‘Uma temporada perdida’: crise econômica esvazia um dos principais destinos turísticos da Argentina

Com uma inflação anual de 211% e forte desvalorização salarial, Mar del Plata já recebeu seis vezes mais turistas

Trânsito livre e cidade quase vazia: esse é o panorama de Mar del Plata, principal destino de verão dos argentinos. Com uma inflação anual de 211% e forte desvalorização salarial, a temporada “está perdida” para os comerciantes e é “uma tristeza” para os turistas.

— Alguém de férias deveria estar tranquilo, ficar bem. Não digo que queria esbanjar, mas não deveria ter que ficar fazendo contas — diz Julián Groppo, um arquiteto de 26 anos que há 10 passa férias de verão nessa cidade costeira às margens do Atlântico, 400 km ao sul de Buenos Aires.

Este ano o peso argentino perdeu tanto valor que Groppo teve de reduzir de 15 para 5 dias suas férias anuais e agora passa metade do tempo indo de um comércio a outro em busca de alimentos a melhores preços.

— A verdade é que me deixa triste — lamenta o arquiteto sobre suas férias truncadas na apelidada “Cidade Feliz”.

Há quase 80 anos, Mar del Plata recebe normalmente seis vezes mais turistas que seus 650 mil habitantes entre o Natal e fevereiro. Mas neste verão tinha apenas 60% de ocupação na primeira quinzena de janeiro, segundo a Associação Empresarial Hoteleira Gastronômica (AEHG) da cidade.

No terminal de ônibus, das 42 plataformas, há apenas três ocupadas por transportes de longa distância. Do lado de fora, a fila de táxis que esperam passageiros dá a volta na rua, enquanto alguns motoristas comentam sobre o baixo fluxo de turistas.

Um deles, Daniel Molina, lembra que, “no ano passado, fazia no mínimo 30 viagens por dia”.

— Hoje, com sorte, chego a 15 — conta, apontando para a rua vazia. — É uma temporada perdida. Olha como está agora: morto!

Ruas desertas em Mar del Plata — Foto: MARA SOSTI/AFP

Ruas desertas em Mar del Plata — Foto: MARA SOSTI/AFP

“Outro país”

Os argentinos sofriam uma inflação de 12% em novembro e de 25% em dezembro, chegando a um total de 211% interanual, a maior desde junho de 1991.

O golpe final foi uma desvalorização do peso de mais de 50% no meio de dezembro, nos primeiros dias do governo do presidente Javier Milei, que precipitou a inflação e contraiu os salários em 20%, de acordo com um relatório da Central de Trabalhadores da Argentina. Esta disparada de preços coincide com a temporada de férias no cone sul.

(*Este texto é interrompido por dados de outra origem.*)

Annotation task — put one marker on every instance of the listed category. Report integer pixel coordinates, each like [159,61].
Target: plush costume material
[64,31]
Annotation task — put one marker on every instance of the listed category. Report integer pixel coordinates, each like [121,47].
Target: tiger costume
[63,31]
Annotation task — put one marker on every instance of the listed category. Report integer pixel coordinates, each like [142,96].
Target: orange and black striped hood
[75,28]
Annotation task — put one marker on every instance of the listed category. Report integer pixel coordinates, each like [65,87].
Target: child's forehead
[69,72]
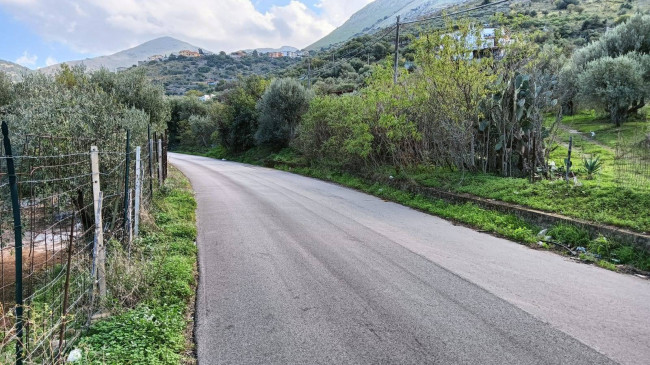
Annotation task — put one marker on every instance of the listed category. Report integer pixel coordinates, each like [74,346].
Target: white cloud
[102,27]
[49,61]
[27,60]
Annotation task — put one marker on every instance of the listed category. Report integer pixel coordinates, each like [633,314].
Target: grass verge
[151,290]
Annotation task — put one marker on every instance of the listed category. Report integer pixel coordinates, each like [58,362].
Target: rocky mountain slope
[159,46]
[14,70]
[380,14]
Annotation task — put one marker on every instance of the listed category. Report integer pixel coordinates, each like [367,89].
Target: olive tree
[621,89]
[281,108]
[617,84]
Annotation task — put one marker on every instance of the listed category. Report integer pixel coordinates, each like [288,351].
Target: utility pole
[309,71]
[396,51]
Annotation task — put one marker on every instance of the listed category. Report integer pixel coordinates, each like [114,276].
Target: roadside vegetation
[152,288]
[495,128]
[145,317]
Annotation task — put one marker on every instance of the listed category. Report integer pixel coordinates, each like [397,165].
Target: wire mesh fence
[632,161]
[49,234]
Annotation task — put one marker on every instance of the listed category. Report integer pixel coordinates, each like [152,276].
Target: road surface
[295,270]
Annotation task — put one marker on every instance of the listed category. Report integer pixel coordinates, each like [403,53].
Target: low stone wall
[537,217]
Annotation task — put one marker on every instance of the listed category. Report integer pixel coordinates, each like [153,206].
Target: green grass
[603,203]
[153,332]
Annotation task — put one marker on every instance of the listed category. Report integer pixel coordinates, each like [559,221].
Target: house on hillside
[188,53]
[207,97]
[486,44]
[238,54]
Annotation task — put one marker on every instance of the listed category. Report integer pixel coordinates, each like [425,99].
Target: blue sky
[36,33]
[17,39]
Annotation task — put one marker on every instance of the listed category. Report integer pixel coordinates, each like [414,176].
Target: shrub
[281,109]
[570,235]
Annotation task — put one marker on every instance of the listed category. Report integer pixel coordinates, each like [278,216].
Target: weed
[570,235]
[150,288]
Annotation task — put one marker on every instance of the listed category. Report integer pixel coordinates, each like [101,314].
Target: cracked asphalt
[295,270]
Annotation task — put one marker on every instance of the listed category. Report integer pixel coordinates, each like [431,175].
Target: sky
[38,33]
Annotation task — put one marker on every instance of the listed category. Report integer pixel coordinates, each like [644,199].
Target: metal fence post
[160,179]
[127,219]
[99,270]
[150,162]
[568,159]
[18,242]
[138,192]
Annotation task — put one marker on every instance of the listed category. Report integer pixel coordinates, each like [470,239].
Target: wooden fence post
[160,180]
[138,192]
[18,243]
[98,245]
[567,162]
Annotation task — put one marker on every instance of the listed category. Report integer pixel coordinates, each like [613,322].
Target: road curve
[294,270]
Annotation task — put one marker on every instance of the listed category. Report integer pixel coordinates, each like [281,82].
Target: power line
[455,13]
[352,54]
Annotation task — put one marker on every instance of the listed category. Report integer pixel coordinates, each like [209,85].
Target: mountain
[14,70]
[127,58]
[381,14]
[268,50]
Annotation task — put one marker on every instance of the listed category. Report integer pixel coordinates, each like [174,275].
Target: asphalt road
[294,270]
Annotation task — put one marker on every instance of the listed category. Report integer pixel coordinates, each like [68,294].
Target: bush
[617,84]
[570,235]
[281,109]
[613,72]
[332,130]
[143,336]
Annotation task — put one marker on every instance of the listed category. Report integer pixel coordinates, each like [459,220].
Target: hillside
[380,14]
[211,72]
[14,70]
[127,58]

Agora, em um país onde o salário mínimo é de 156 mil pesos (R$ 946, na cotação oficial), só a passagem de ônibus de ida e volta de Buenos Aires custa 80 mil pesos (R$ 485), uma noite para dois em um hotel de categoria média, 50 mil pesos (R$ 303), e um jantar em um restaurante, 13 mil pesos (R$ 79). Por isso, comerciantes como José María Mendiola estão com apenas metade das tendas que aluga no balneário ocupadas.

— O que está acontecendo representa a crise vivida pela Argentina. Até dois meses atrás era um país e hoje é outro — afirma.

Para a agente imobiliária Valeria Pratto, a situação é ainda pior.

— Em relação ao ano passado, não aluguei nem a quarta parte — conta.

Restaurante vazio em Mar del Plata — Foto: MARA SOSTI/AFP

Restaurante vazio em Mar del Plata — Foto: MARA SOSTI/AFP

Areia livre

Mas há um lado positivo para alguns turistas: eles aproveitam o inédito espaço na praia e montam pequenos campos de futebol e outros jogos, algo impossível em outras temporadas, lotadas de pessoas torrando ao sol.

— Quando há muita gente, você passa por aqui e as músicas de todas as caixas de som se misturam — diz Luciano Rodrigo, um especialista em cavalos de corrida.

Agora, ao contrário, ouve-se o forte vento característico da costa argentina.

No ar de Mar del Plata, mistura-se o cheiro do sal e o das espigas de milho cozidas, um petisco comum nas praias do país. Do outro lado da corda que divide os locais privados da praia pública, os vendedores ambulantes percorrem a orla de ponta a ponta oferecendo bolas, vestidos, óculos e brinquedos.

Guido Salvatierra, de 35 anos, vende milho servido com manteiga, azeite ou maionese por 3 mil pesos (R$ 18).

— No ano passado, uma família comprava uma espiga para cada um — conta. — Agora compartilham.